Non mi ricordo da quanti anni Sandro frequentasse casa mia. Lui e papà s'erano conosciuti durante il servizio di leva e, ogni volta che per lavoro capitava dalle parti di Firenze, veniva a farci visita.
Era sempre stato un uomo simpatico e dotato di particolare fascino. I modi sempre gentili e particolari attenzioni per le donne. Un senso dello spirito molto spiccato, insomma un tipo dalla battuta sempre pronta.
A vederlo gli si sarebbero dati poco meno di trent'anni, invece ne aveva più di quaranta.
Da piccola era stato il mio principe azzurro e anche adesso, a sedici anni, provavo una strana attrazione per lui, anche se per lui restavo e rimanevo la piccola Silvia, anzi Silvietta.
Quanto odiavo essere chiamata ancora così. La verginità l'avevo perduta da un bel pezzo e di storie, per la mia giovane età, ne avevo avute persino troppe e tutte sbagliate.
Per me era stata una orrenda estate. Avendo la pessima abitudine di andare in motorino senza casco, avevo preso un colpo di sole e, per l'intontimento, ero finita contro un'auto. Motorino distrutto ed io in ospedale, piena di lividi e fratture.
Alla televisione la pubblicità del film la mummia e dentro casa io: la mummia in persona.
In quei giorni avevo sognato il mare, la spiaggia, i ragazzi e... Sandro. Mi aveva promesso di insegnarmi a nuotare quell'estate. Avevo spesso pensato alle sue mani grandi e forti. Al suo fisico ancora atletico e ben tenuto. A me in costume da bagno che finalmente, forse, ai suoi occhi non sarei più sembrata una bambina.

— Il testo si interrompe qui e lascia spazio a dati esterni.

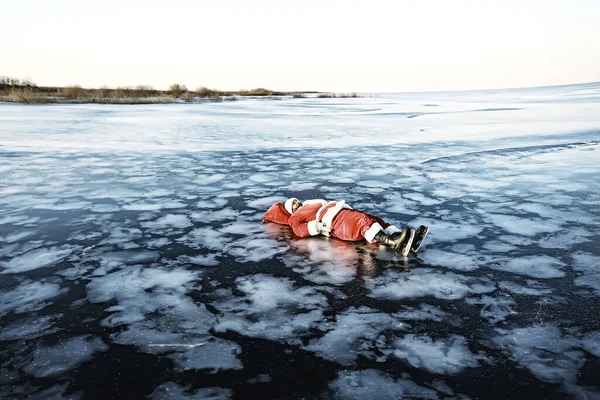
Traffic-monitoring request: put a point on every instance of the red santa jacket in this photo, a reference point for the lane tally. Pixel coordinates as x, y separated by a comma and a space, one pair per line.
334, 218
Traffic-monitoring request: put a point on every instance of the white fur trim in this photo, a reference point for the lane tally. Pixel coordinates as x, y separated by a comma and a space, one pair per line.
313, 228
314, 201
372, 231
288, 204
391, 230
331, 213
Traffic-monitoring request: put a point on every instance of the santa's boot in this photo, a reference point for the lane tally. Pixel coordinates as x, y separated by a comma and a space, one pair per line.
400, 241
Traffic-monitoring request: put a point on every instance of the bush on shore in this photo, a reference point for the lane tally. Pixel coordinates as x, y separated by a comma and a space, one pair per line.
27, 92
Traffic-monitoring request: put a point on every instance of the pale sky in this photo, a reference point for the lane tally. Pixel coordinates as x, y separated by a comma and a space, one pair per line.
341, 46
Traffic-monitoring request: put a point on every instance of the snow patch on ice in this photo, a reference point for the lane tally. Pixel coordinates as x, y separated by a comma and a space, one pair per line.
39, 258
444, 356
50, 361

Quante volte i miei occhi verdi avevano cercato quei suoi occhi scuri...
Ironia della sorte, invece, Sandro aveva conosciuto una signora delle mie parti, di Prato. Una donna della sua età.
Quante volte Sandro mi aveva accarezzato invidiando i miei sedici anni, senza sapere che io avrei voluto averne almeno il doppio.
Era settembre, uno strano ed insolito caldissimo settembre, il motorino era stato appena riparato e già questo sarebbe bastato a farmi essere felice. Le scuole erano iniziate e già questo mi bastava per rendermi infelice.
Stavo insieme a Marco, ma era come mettere insieme il diavolo e l'acqua santa, non era certamente una storia importante.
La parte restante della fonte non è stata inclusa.